None of which you have to know to appreciate the music, creativity, and connection Natalie and Donnell share through out the album. There is a set in tribute to Natalie’s uncle, late fiddle music great Buddy MacMaster, a Clog Medley set which brings in the flavors of Donnell’s Ontario background, and Wedding Day Jig, which the couple wrote together as a gift to give to guests at their wedding. After the spice and fast paced high energy of most of the sets, Ezrin suggested they end the album with a lullabye, and that Natalie sing it. At first reluctant as she doesn’t consider herself that much of a singer -- she’s been known to sing occasional harmony on stage but little more -- she got into the spirit of the idea. The result is the lovely traditional song Cagaran Gaolach, which Natalie sings in Scottish Gaelic.

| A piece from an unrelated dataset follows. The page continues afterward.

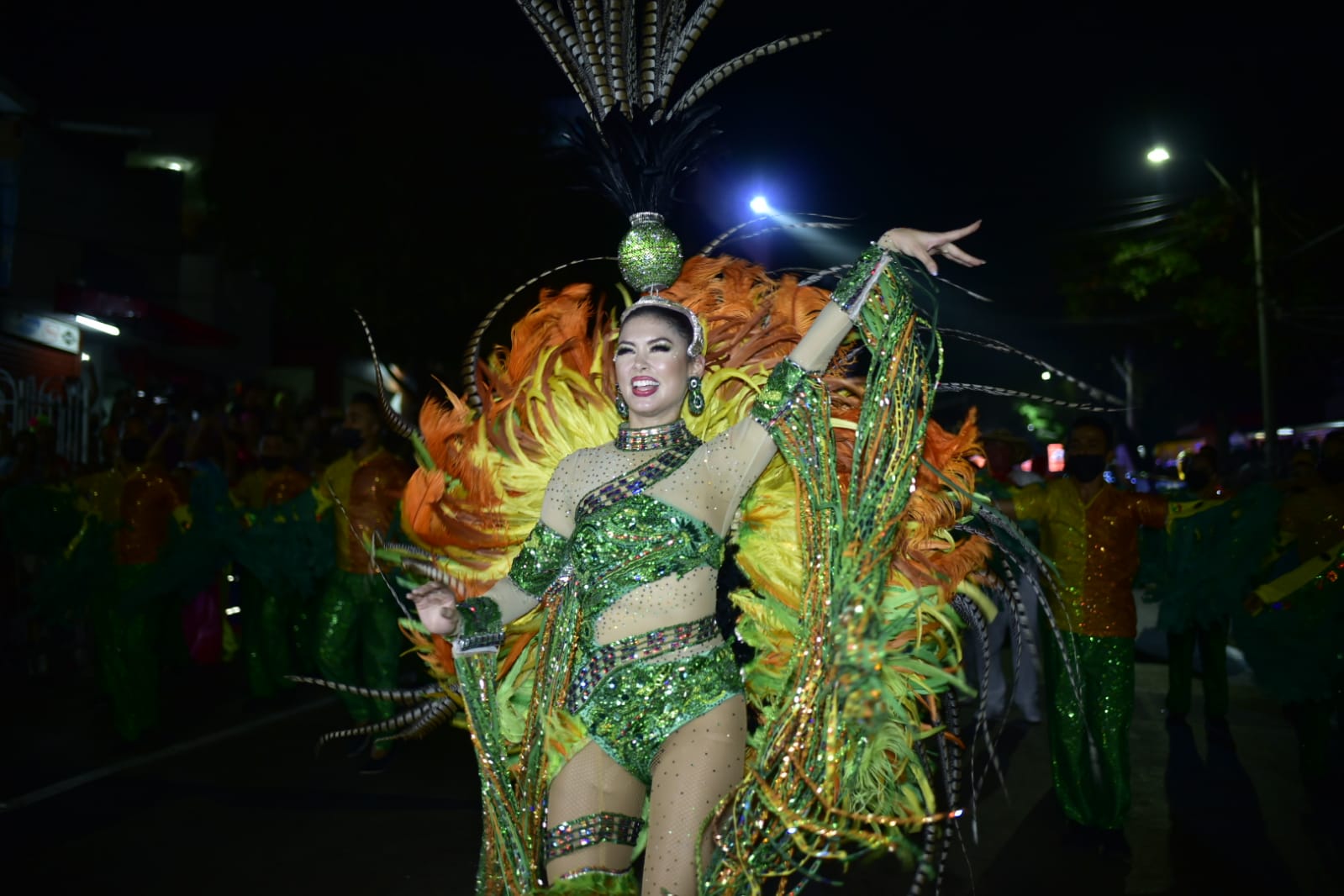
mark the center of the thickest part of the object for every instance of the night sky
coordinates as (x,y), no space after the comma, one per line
(931,117)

...and that’s not quite the end, after all. There is a bonus track, The Balkan Hills set, which makes a lively and engaging full circle to the music of One and which begins with a bit of banter among the musicians, suggesting the idea of music shared, as is common in Cape Breton and in Ontario, at an informal party in the kitchen.
There is a joy, a connection to land, heritage, to family, and the spirit of sharing music that comes through clearly in these tracks. Several years back, I had the opportunity to ask Natalie to reflect on playing the music of Atlantic Canada.

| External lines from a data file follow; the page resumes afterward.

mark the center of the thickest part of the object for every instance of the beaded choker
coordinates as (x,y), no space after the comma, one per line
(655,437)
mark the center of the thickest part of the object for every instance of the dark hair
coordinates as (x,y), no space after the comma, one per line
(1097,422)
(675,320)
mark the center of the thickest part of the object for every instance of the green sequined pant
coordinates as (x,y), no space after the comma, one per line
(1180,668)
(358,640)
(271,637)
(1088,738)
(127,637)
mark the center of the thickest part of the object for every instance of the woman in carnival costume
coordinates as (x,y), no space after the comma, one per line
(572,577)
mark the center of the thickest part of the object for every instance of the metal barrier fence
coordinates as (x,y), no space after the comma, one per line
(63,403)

"It's just in me strong, it's my favorite music. Nothing makes me feel the way I feel when I hear Cape Breton music, and I'm not talking about my own music, I'm talking about all those who have come before me and those who are my peers," Natalie MacMaster said. "When I go home and I hear a good fiddle tune, there is no music that makes me feel like that. It does many things at the same time. It makes me feel just wild, like I want to get up and dance, and at the same time it soothes me. It has a crazy effect on me. It just fills me with pure peace."
Flying notes, fast paced jigs and reels and polkas, paint can percussion and Gaelic lyrics, original music and tunes from Scotland, Ireland, the Maritimes, and elsewhere, piano, bagpipes, guitar, accordion, and of course fiddles: all those, in the hands and spirits of gifted musicians, will likely have a similar effect on the listeners of One.